AncientS-ABM is an agent-based model for simulating and evaluating the potential social organization of an artificial past society, configured by available archaeological data. Unlike most existing agent-based models used in archaeology, our ABM framework includes completely autonomous, utility-based agents. It also incorporates different social organization paradigms, different decision-making processes, and also different cultivation technologies used in ancient societies. Equipped with such paradigms, the model allows us to explore the transition from a simple to a more complex society by focusing on the historical social dynamics; and to assess the influence of social organization on agents’ population growth, agent community numbers, sizes and distribution.
AncientS-ABM also blends ideas from evolutionary game theory with multi-agent systems’ self-organization. We model the evolution of social behaviours in a population of strategically interacting agents in repeated games where they exchange resources (utility) with others. The results of the games contribute to both the continuous re-organization of the social structure, and the progressive adoption of the most successful agent strategies. Agent population is not fixed, but fluctuates over time, while agents in stage games also receive non-static payoffs, in contrast to most games studied in the literature. To tackle this, we defined a novel formulation of the evolutionary dynamics via assessing agents’ rather than strategies’ fitness.
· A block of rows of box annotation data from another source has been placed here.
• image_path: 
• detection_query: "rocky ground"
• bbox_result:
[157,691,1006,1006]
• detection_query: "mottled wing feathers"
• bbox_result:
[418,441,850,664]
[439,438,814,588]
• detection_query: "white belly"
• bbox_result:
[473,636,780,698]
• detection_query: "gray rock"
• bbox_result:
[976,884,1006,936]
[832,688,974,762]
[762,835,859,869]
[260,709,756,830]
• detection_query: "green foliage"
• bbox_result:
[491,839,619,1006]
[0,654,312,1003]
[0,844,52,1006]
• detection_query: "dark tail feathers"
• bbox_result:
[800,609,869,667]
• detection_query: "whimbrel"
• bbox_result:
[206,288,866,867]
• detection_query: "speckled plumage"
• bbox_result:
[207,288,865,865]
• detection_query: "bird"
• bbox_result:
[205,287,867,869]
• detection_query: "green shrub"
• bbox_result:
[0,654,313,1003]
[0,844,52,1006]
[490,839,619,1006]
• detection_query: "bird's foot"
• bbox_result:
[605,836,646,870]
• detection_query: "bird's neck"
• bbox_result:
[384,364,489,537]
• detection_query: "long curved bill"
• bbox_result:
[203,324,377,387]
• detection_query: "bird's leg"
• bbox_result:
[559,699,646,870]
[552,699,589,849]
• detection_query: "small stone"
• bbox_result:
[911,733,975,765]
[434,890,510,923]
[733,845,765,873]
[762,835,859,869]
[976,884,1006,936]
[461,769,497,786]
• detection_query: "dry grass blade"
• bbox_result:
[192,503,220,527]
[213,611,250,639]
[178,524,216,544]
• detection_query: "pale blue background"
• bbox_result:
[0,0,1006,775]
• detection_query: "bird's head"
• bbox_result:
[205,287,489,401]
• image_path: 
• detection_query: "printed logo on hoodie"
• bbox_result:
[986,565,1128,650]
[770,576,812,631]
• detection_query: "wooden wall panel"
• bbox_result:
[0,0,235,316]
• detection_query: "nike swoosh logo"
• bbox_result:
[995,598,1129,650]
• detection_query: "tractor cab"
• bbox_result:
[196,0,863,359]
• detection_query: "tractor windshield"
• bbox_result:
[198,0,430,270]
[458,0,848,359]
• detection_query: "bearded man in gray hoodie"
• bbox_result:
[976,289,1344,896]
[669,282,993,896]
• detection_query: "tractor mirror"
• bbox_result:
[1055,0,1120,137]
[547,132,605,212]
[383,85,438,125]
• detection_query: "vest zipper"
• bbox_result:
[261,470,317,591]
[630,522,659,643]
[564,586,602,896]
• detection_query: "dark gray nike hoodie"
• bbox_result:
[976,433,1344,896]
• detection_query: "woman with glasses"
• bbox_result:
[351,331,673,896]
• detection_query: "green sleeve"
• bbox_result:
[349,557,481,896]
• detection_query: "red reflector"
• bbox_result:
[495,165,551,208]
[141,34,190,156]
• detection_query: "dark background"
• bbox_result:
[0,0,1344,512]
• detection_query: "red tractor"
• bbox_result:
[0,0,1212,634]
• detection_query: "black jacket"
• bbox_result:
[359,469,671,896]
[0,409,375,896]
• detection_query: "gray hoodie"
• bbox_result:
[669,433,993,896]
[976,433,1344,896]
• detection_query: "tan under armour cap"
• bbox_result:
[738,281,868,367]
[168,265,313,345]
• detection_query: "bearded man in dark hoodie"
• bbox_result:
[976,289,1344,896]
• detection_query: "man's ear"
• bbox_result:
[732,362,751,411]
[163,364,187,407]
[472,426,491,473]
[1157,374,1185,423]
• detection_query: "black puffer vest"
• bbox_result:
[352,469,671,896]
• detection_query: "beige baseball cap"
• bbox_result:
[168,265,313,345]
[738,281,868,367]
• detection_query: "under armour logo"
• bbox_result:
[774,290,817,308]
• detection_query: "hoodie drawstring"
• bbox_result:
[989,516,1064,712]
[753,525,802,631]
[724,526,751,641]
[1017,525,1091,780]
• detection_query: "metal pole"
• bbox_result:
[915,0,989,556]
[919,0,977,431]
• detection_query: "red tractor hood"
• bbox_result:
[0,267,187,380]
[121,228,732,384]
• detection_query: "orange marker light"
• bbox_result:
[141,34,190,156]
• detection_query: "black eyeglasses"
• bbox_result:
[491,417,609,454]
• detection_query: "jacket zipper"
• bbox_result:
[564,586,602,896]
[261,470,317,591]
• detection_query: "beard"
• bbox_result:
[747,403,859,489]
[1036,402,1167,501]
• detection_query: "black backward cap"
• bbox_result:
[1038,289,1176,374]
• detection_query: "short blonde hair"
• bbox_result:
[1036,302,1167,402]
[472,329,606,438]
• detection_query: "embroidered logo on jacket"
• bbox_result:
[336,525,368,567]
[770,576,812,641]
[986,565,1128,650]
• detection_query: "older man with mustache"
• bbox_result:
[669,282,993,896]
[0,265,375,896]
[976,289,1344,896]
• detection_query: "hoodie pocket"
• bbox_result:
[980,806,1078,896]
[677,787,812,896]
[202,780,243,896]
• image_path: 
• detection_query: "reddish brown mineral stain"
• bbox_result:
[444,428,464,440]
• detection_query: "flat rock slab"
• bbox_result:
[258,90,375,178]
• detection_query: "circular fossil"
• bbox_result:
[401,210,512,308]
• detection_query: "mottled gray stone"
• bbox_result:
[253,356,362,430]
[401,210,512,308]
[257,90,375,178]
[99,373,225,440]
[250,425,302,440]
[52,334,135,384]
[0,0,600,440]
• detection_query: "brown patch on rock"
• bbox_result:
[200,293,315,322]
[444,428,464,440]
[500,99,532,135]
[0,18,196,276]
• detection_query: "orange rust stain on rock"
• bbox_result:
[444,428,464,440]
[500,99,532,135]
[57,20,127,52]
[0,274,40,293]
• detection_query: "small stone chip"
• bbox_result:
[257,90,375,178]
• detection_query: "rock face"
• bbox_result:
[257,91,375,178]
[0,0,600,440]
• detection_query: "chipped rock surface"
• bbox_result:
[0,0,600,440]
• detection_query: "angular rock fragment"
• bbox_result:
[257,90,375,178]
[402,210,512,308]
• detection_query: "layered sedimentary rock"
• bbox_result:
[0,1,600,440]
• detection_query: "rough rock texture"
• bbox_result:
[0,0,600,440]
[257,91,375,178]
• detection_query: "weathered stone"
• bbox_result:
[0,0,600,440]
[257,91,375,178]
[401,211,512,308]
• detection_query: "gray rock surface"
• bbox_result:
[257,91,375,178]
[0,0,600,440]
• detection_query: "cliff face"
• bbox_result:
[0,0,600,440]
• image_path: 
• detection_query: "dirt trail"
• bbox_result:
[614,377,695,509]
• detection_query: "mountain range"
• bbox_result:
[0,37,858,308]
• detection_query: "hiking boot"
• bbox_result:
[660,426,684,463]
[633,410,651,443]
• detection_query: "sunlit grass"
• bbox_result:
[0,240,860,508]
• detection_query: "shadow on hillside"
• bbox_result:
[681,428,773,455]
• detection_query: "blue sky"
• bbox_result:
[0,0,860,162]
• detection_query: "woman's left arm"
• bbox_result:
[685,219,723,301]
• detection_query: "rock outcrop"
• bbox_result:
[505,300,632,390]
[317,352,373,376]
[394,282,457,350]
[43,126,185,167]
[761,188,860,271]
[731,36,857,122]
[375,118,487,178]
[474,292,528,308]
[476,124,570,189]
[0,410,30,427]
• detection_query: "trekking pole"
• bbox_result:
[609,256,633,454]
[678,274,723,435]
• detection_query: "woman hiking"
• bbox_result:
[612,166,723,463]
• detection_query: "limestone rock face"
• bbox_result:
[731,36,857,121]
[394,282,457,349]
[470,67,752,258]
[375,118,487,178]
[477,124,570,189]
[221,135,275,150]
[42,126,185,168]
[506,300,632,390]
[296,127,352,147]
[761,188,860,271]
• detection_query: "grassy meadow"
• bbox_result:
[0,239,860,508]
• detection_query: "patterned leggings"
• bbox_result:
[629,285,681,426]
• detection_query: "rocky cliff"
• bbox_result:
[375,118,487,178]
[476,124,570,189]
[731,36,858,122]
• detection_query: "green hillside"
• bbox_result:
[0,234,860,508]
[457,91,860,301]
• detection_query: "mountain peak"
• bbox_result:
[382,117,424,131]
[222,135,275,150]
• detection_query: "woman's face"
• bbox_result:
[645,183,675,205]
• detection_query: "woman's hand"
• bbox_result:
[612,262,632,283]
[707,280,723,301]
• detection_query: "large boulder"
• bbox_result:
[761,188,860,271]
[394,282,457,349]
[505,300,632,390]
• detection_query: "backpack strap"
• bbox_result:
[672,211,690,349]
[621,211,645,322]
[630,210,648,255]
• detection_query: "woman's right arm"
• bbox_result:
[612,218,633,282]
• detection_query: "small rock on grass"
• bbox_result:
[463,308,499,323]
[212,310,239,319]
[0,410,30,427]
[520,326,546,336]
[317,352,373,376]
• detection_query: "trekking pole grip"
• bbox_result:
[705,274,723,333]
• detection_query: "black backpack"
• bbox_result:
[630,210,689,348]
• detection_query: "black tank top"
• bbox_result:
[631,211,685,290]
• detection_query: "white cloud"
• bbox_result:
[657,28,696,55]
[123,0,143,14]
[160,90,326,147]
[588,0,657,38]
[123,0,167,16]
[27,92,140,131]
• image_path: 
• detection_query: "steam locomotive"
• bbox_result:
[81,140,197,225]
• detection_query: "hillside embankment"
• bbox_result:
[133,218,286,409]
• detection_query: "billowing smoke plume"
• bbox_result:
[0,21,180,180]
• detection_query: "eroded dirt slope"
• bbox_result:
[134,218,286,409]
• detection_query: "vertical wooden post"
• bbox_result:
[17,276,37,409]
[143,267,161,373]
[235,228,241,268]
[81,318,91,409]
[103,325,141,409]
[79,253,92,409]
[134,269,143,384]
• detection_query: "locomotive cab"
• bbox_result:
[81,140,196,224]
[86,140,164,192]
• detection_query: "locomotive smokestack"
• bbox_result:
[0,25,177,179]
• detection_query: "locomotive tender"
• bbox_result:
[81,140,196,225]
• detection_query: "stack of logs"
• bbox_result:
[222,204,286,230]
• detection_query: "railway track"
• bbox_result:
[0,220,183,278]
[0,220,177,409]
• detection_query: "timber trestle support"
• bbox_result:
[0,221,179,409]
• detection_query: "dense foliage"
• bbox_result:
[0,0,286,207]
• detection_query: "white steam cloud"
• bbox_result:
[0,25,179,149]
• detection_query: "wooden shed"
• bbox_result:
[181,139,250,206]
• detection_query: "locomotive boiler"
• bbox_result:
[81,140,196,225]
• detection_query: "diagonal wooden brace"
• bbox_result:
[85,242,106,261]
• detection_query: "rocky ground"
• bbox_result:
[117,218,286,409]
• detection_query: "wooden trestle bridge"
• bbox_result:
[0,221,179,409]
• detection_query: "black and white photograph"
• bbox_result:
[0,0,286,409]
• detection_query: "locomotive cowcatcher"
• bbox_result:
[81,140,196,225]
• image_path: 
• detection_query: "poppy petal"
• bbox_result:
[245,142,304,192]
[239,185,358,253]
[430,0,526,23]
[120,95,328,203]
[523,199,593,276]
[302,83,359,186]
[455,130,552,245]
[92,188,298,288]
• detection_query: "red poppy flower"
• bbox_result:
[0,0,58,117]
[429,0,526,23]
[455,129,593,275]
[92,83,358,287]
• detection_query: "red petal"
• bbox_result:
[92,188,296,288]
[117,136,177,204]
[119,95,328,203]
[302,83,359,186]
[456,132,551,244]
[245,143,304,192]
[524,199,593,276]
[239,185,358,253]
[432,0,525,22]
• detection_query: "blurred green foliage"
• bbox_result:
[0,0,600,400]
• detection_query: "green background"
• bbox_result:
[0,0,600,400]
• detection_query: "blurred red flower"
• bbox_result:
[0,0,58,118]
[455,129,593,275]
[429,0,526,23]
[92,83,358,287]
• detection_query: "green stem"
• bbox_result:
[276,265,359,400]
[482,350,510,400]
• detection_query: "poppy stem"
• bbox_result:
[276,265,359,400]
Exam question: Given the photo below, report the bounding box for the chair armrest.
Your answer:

As a case study, we employ AncientS-ABM to evaluate the impact of the implemented social organization paradigms on an artificial Bronze Age “Minoan” society, located at different geographical parts of the island of Crete, Greece. Model parameter choices are based on archaeological evidence and studies, but are not biased towards any specific assumption. Results over a number of different simulation scenarios demonstrate better sustainability for settlements consisting of and adopting a socio-economic organization model based on self-organization, where a “heterarchical” social structure emerges. Results also demonstrate that successful agent societies adopt an evolutionary approach where cooperation is an emergent strategic behaviour. In simulation scenarios where the natural disaster module was enabled, we observe noticeable changes in the settlements’ distribution, relating to significantly higher migration rates immediately after the modeled Theran eruption. In addition, the initially cooperative behaviour is transformed to a non-cooperative one, thus providing support for archaeological theories suggesting that the volcanic eruption led to a clear breakdown of the Minoan socio-economic system.
Finally, we observe that modeling a trading network that favours settlements’ importance rather than distance between settlement locations, can produce settlement patterns similar to the one that exist in archaeological record. The existence of some important resource-distribution centers, with possibly a strong hierarchy during the Early and Middle Minoan period, as well as significant resource-aggregation centers during the Late Minoan period, also arise as plausible possibilities via our agent-based model.
– An agent-based model for simulating inter-settlement trade in past societies
In this version of AncientS-ABM, we are modeling the exchange and distribution across agent communities, by incorporating a trading sub-model which enables two different spatial interaction models . As such, the model allow us to explore the resulting trading network’s efficiency and its evolution at different points in time. We further utilize ideas from graph theory to analyze the trading network’s structure, seeking to provide insights on the artificial society’s organization on a higher level. Finally, we also enable the natural disaster sub-model, for studying the impact of the volcanic eruption of Thera (Santorini) at the organization of an artificial Minoan society, located at the wider area of Knossos, Crete, Greece.